There is very little joy in the U.K. lockdown that started Thursday, except that it made for a heck of a Wednesday in the British pubs.

On the eve of non-essential businesses being closed because of spiking coronavirus rates, beer-lovers were flooding many of the U.K.’s 47,000 breweries and the establishments were rewarding them with slashed prices on pints. A pub pint for 95 pence (or $1.28)? Make it two.

It was better for the pubs to serve it all, rather than letting it go to waste as the country faces a month-long lockdown. They would rather see it go down throats than drains, although their profits might have done the latter as well.

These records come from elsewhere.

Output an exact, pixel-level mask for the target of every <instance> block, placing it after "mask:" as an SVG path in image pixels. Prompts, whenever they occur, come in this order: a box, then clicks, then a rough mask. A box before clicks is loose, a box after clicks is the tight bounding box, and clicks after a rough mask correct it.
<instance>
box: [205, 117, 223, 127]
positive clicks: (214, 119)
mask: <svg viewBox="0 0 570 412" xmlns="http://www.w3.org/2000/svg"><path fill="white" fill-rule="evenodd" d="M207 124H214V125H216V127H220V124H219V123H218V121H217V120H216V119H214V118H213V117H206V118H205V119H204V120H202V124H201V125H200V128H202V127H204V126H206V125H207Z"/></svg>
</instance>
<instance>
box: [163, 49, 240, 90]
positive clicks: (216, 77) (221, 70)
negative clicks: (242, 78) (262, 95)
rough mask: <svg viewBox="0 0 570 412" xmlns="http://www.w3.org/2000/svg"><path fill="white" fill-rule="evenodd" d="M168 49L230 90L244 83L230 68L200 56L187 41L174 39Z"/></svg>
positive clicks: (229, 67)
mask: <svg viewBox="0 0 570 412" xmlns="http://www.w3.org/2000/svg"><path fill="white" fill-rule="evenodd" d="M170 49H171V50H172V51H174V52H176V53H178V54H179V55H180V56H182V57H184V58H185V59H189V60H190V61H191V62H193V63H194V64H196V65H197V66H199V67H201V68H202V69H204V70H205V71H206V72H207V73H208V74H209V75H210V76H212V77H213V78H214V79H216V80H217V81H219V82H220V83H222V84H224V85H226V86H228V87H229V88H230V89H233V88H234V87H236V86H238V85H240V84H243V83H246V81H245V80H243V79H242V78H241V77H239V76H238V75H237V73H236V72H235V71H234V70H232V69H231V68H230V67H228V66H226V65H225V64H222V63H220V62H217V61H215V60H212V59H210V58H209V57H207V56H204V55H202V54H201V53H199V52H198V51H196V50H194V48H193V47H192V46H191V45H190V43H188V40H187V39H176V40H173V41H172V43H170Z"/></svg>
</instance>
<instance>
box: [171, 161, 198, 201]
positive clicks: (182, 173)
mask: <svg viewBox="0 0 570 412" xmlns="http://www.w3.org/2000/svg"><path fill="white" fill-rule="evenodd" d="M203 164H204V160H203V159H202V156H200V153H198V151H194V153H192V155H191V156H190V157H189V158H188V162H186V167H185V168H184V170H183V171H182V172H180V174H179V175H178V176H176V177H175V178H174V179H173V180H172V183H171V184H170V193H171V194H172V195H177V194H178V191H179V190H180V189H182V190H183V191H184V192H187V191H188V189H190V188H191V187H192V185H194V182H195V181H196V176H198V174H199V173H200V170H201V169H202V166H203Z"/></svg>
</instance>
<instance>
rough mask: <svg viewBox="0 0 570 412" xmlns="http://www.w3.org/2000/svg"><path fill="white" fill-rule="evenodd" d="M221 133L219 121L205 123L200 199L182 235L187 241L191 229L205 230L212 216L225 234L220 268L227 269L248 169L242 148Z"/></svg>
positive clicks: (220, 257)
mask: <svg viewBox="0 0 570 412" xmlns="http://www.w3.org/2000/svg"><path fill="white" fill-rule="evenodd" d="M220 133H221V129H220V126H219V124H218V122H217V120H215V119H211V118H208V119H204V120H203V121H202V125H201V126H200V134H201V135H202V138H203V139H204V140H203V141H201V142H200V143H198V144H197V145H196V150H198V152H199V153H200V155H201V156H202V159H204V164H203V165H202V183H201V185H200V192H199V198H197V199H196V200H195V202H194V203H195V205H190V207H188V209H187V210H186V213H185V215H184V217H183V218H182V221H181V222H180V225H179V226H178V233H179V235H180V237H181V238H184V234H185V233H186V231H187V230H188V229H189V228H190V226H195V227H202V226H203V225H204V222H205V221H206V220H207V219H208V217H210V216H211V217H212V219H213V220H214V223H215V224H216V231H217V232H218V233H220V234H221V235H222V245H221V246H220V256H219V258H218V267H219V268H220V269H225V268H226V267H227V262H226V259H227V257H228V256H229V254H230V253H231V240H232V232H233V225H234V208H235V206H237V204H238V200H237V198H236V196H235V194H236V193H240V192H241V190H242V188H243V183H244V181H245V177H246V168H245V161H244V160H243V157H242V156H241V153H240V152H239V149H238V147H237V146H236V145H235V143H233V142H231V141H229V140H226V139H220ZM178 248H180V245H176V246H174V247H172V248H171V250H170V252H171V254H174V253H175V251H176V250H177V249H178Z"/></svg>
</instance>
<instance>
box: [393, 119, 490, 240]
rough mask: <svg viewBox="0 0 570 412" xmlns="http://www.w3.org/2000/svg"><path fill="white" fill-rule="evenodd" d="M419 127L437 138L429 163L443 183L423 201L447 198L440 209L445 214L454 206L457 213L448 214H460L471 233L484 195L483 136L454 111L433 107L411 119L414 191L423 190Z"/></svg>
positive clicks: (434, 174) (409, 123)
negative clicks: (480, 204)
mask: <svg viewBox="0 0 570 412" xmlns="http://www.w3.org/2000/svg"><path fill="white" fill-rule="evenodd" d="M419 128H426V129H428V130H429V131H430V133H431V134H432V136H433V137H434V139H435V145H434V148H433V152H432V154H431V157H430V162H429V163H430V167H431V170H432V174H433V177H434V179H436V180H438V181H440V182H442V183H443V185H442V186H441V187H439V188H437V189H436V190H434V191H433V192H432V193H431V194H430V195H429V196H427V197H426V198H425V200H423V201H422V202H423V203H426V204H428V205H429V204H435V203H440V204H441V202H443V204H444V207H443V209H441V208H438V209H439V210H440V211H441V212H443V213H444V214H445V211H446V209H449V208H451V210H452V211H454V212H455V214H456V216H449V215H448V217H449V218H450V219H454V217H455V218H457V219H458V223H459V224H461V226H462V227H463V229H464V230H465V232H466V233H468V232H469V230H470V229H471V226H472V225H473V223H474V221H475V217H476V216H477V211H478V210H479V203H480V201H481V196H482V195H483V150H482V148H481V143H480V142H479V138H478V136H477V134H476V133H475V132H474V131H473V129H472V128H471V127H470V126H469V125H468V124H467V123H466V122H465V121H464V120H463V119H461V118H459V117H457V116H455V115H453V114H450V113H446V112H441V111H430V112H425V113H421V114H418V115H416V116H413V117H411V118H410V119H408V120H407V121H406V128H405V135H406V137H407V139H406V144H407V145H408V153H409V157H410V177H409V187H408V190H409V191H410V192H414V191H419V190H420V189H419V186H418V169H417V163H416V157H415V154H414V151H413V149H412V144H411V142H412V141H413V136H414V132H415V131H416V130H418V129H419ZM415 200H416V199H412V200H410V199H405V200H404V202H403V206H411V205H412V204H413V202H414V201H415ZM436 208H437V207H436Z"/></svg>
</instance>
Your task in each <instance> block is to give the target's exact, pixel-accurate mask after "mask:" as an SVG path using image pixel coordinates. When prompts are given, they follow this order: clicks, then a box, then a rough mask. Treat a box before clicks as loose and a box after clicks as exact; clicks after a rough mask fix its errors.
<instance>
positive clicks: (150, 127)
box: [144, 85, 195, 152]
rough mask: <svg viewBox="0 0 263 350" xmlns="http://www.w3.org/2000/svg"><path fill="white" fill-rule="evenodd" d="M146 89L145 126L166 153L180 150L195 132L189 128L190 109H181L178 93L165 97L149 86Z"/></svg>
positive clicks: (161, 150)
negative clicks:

“Cask-conditioned beer will not last, so any beer that will not have been sold by the time the pubs are shut will have to be thrown away, simple as that,” pub company Weatherspoons’ spokesman Eddie Gershon told CNBC. “And the logic is we’d be better off selling it than throwing it away.”

In May, the British Beer and Pub Association estimated that 70 million pints of British beer would be poured out because of closures. Gulp. “Never too late to pop in for the last pint before lockdown,” the sign at Young’s in London read on Wednesday.

Some unused beer could be repurposed as fertilizer or animal feed, but the second lockdown might force several businesses to shut down. The shutdown is in response to the U.K. having the third-highest infection rate in Europe to France and Spain.

But the wine will only better later.